Bug 285121
Summary: | [Yarr] Improve processing of \s* and related simple Character Class atoms | ||
---|---|---|---|
Product: | WebKit | Reporter: | Michael Saboff <msaboff> |
Component: | New Bugs | Assignee: | Michael Saboff <msaboff> |
Status: | RESOLVED FIXED | ||
Severity: | Normal | CC: | webkit-bug-importer, ysuzuki |
Priority: | P2 | Keywords: | InRadar |
Version: | Other | ||
Hardware: | Unspecified | ||
OS: | Unspecified |
Michael Saboff
Current the JIT code generated for matching \s* for a 8 bit string is:
1:Term PatternCharacterClass checked-offset:(0) <whitespace> {0,...} greedy
<68> 0x11aabce04: movz w7, #0x0
<72> 0x11aabce08: cmp w1, w2
<76> 0x11aabce0c: b.eq 0x11aabce44 -> <132>
<80> 0x11aabce10: ldrb w6, [x0, x1]
<84> 0x11aabce14: cmp w6, #9
<88> 0x11aabce18: b.lt 0x11aabce34 -> <116>
<92> 0x11aabce1c: cmp w6, #13
<96> 0x11aabce20: b.le 0x11aabce38 -> <120>
<100> 0x11aabce24: cmp w6, #32
<104> 0x11aabce28: b.eq 0x11aabce38 -> <120>
<108> 0x11aabce2c: cmp w6, #160
<112> 0x11aabce30: b.eq 0x11aabce38 -> <120>
<116> 0x11aabce34: b 0x11aabce44 -> <132>
<120> 0x11aabce38: add w1, w1, #1
<124> 0x11aabce3c: add w7, w7, #1
<128> 0x11aabce40: b 0x11aabce08 -> <72>
<132> 0x11aabce44: stur x7, [sp, #8]
The JIT code generated for matching the same atom for 16 bit strings is slightly better:
1:Term PatternCharacterClass checked-offset:(0) <whitespace> {0,...} greedy
<68> 0x11aabcf44: movz w7, #0x0
<72> 0x11aabcf48: cmp w1, w2
<76> 0x11aabcf4c: b.eq 0x11aabcf78 -> <120>
<80> 0x11aabcf50: ldrh w6, [x0, x1, lsl #1]

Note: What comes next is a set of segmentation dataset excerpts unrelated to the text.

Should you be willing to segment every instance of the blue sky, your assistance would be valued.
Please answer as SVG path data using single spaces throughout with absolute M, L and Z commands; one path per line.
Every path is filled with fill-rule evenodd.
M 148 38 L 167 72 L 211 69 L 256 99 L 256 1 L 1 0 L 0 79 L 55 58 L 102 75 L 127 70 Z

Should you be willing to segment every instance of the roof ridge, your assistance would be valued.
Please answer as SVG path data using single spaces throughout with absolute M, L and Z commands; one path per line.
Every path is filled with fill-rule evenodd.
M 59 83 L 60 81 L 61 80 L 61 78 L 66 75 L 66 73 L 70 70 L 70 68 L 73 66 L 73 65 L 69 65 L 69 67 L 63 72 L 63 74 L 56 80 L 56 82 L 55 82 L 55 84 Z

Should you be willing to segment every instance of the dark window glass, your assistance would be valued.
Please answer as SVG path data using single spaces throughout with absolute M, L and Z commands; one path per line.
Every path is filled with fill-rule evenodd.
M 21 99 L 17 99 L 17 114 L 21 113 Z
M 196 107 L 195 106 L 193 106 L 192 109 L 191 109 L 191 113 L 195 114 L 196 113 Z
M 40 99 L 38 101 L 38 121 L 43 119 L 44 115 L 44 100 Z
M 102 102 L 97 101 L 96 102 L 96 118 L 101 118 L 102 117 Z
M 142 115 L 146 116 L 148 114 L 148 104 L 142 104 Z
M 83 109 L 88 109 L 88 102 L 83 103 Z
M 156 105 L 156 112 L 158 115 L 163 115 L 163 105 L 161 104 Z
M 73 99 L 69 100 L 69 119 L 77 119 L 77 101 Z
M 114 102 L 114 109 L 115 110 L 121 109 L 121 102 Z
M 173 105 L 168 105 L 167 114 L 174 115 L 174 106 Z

<84> 0x11aabcf54: movz x17, #0xb501
<88> 0x11aabcf58: movk x17, #0xe5d, lsl #16
<92> 0x11aabcf5c: movk x17, #0x1, lsl #32 -> 0x10e5db501
<96> 0x11aabcf60: ldrb w17, [x6, x17]
<100> 0x11aabcf64: cbnz w17, 0x11aabcf6c -> <108>
<104> 0x11aabcf68: b 0x11aabcf78 -> <120>
<108> 0x11aabcf6c: add w1, w1, #1
<112> 0x11aabcf70: add w7, w7, #1
<116> 0x11aabcf74: b 0x11aabcf48 -> <72>
<120> 0x11aabcf78: stur x7, [sp, #8]
There are two issues with the 8 bit matching. First it isn't using the character table from the builtin spaces character class. The second issue is that we branch over a branch (instructions at offset 112 & 116). The 16 bit matching code only has the branch over a branch issue (see instructions at offset 100 * 104).
Attachments | ||
---|---|---|
Add attachment proposed patch, testcase, etc. |
Radar WebKit Bug Importer
<rdar://problem/141967884>
Michael Saboff
Pull request: https://github.com/WebKit/WebKit/pull/38353
EWS
Committed 288284@main (33a069473f47): <https://commits.webkit.org/288284@main>
Reviewed commits have been landed. Closing PR #38353 and removing active labels.